Conséquences d'une mauvaise application de l'article L. 122-12

Les Pratiques | L'AVIS DU JURISTE | publié le : 26.09.2006 | Alice Fages Juriste en droit social

La jurisprudence relative à l'article L. 122-12, qui organise le transfert des salariés en cas de modification dans la situation juridique de l'employeur, est tellement confuse que, dans des cas complexes, et notamment en cas de transfert partiel d'activité, il est difficile de savoir s'il doit s'appliquer. En effet, pour que cet article produise effet, il faut qu'il y ait transfert d'une entité économique autonome et le maintien de l'identité de l'unité transférée.

En cas de cession d'un seul département d'une entreprise, il faut que celui-ci soit spécifique, dans ses activités et dans son personnel, pour que cet article soit applicable. Il n'est pas toujours évident de savoir si l'unité transférée est spécifique, et, dans le doute, les employeurs sont généralement enclins à appliquer le L. 122-12, cette attitude leur semblant plus favorable aux salariés et donc moins risquée.

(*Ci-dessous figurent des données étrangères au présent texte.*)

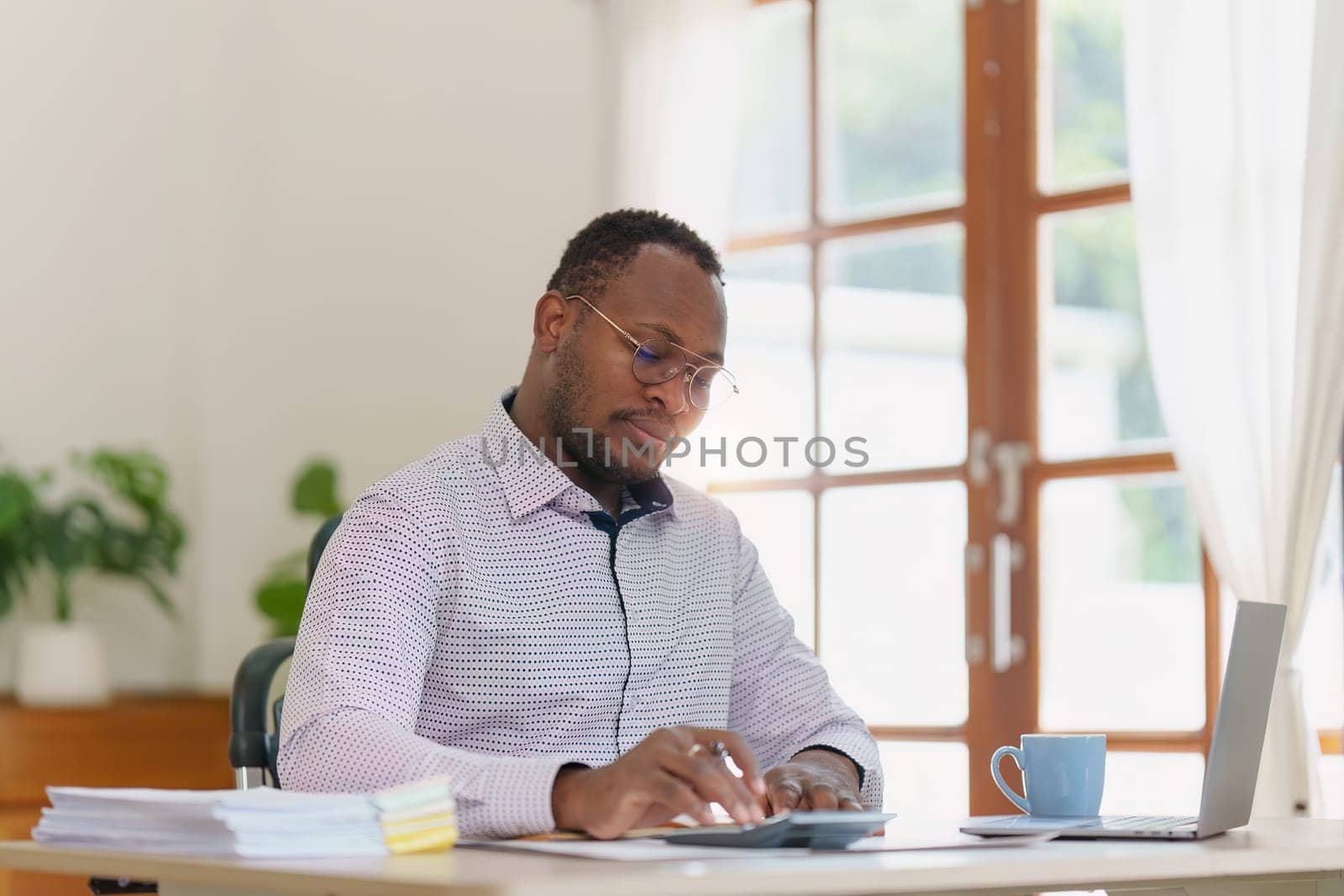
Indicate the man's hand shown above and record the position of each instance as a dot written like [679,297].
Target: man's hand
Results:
[658,781]
[813,779]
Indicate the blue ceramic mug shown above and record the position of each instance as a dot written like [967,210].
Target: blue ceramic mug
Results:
[1061,774]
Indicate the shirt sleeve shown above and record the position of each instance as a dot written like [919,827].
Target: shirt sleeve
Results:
[353,700]
[783,700]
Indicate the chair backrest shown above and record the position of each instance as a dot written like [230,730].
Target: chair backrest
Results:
[252,747]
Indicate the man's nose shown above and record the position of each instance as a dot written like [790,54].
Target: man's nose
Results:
[672,394]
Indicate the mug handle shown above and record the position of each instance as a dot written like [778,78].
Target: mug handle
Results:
[1019,759]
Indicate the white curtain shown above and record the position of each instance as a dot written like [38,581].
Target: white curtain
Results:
[1236,160]
[674,81]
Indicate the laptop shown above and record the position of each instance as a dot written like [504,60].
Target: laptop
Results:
[1233,755]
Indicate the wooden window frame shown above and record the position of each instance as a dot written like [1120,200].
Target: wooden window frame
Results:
[1001,211]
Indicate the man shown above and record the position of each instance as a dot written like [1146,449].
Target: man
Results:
[577,640]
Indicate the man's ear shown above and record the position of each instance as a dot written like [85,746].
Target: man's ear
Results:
[549,322]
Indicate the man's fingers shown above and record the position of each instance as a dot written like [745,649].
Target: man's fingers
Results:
[743,758]
[785,795]
[676,795]
[712,781]
[823,797]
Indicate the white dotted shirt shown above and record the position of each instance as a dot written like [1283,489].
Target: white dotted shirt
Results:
[479,614]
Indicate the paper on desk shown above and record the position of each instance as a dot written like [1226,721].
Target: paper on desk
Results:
[628,851]
[905,842]
[667,852]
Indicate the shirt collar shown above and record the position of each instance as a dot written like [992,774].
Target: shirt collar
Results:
[531,479]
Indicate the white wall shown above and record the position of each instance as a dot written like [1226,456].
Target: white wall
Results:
[244,233]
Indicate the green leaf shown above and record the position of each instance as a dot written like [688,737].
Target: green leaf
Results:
[282,602]
[315,490]
[139,477]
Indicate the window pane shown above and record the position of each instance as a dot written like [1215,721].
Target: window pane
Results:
[893,600]
[770,352]
[770,183]
[1152,783]
[1121,606]
[891,105]
[1081,97]
[1320,654]
[1097,389]
[780,524]
[1332,782]
[894,329]
[925,779]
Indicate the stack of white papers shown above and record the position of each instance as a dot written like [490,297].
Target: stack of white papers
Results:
[260,824]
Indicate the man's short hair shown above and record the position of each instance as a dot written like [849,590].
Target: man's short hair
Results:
[606,248]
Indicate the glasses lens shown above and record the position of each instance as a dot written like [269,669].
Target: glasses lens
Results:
[658,360]
[711,387]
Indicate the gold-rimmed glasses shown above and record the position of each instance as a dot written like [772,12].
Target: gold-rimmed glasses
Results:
[659,360]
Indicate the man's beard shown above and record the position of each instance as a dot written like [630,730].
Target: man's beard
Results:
[596,454]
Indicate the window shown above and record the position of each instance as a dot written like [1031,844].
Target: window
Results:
[933,250]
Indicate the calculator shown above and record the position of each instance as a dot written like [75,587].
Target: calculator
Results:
[806,829]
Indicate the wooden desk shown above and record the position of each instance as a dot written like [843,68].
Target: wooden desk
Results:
[1294,857]
[134,741]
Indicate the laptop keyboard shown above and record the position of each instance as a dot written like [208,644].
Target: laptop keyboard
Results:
[1140,822]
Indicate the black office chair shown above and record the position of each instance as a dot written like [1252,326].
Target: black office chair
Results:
[252,747]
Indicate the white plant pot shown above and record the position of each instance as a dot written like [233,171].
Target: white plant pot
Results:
[60,664]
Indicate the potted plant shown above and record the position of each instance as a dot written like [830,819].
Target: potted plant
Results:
[281,594]
[123,527]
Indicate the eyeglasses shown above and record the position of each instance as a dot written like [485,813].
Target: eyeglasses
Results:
[659,360]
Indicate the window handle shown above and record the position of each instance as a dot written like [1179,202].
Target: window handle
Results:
[1005,647]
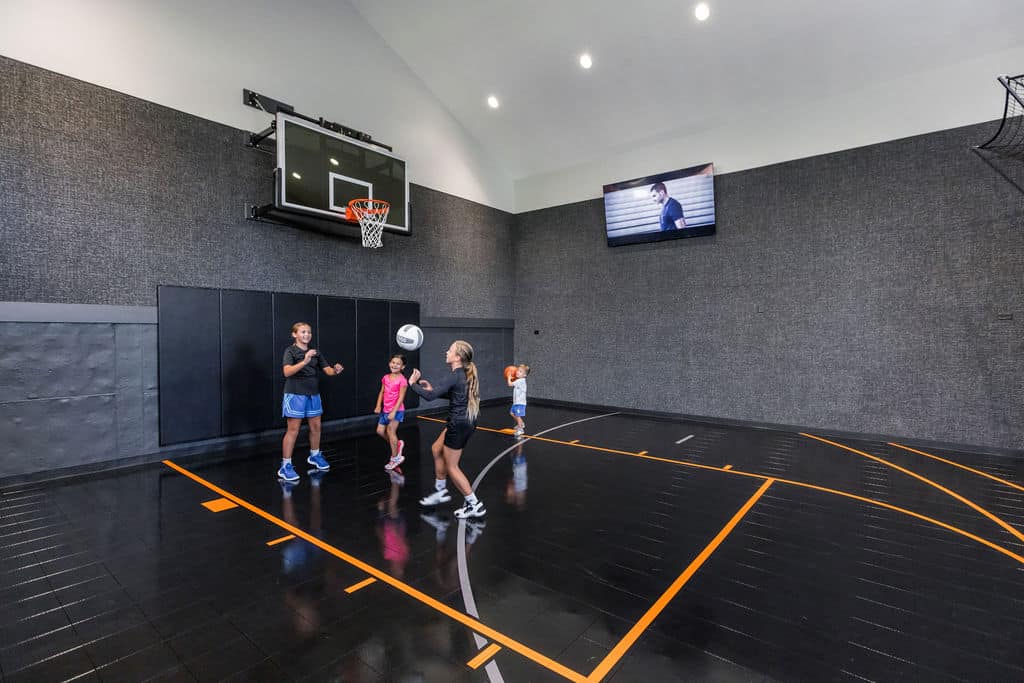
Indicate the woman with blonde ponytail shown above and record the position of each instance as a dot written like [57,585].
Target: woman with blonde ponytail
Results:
[462,388]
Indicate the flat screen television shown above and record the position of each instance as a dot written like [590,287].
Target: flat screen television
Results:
[667,206]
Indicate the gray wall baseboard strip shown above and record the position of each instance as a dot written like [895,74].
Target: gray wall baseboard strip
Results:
[27,311]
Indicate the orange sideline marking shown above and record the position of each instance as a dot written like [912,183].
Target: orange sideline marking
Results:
[825,489]
[219,505]
[487,652]
[281,540]
[363,584]
[963,467]
[465,620]
[620,649]
[947,492]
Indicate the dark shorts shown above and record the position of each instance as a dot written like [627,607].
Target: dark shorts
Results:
[458,433]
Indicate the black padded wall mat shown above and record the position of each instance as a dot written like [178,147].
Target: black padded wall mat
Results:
[220,355]
[188,334]
[246,352]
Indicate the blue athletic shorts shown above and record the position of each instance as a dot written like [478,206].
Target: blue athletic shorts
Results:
[301,406]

Il s'avère que tel n'est pas le cas, comme en témoigne l'affaire Matra, jugée par la Cour de cassation le 21 juin 2006 (n° 05-42.418). En l'occurrence, la société Matra avait, dans un premier temps, divisé l'un de ses établissements en deux départements distincts, dont un est cédé un an plus tard. Considérant être en présence d'une cession d'une entité autonome, elle transfère les contrats de travail. Quant à l'autre établissement, il est lui aussi cédé un peu plus tard et, à cette occasion, la société Matra met en oeuvre une procédure de licenciement économique collectif. Les salariés qui avaient fait l'objet du premier transfert agissent contre la société Matra au motif que le département transféré ne constituait pas une entité économique autonome et que les conditions d'application de l'article L. 122-12 du Code du travail n'étaient pas réunies. Les juges du fond, puis la Cour de cassation leur donnent raison.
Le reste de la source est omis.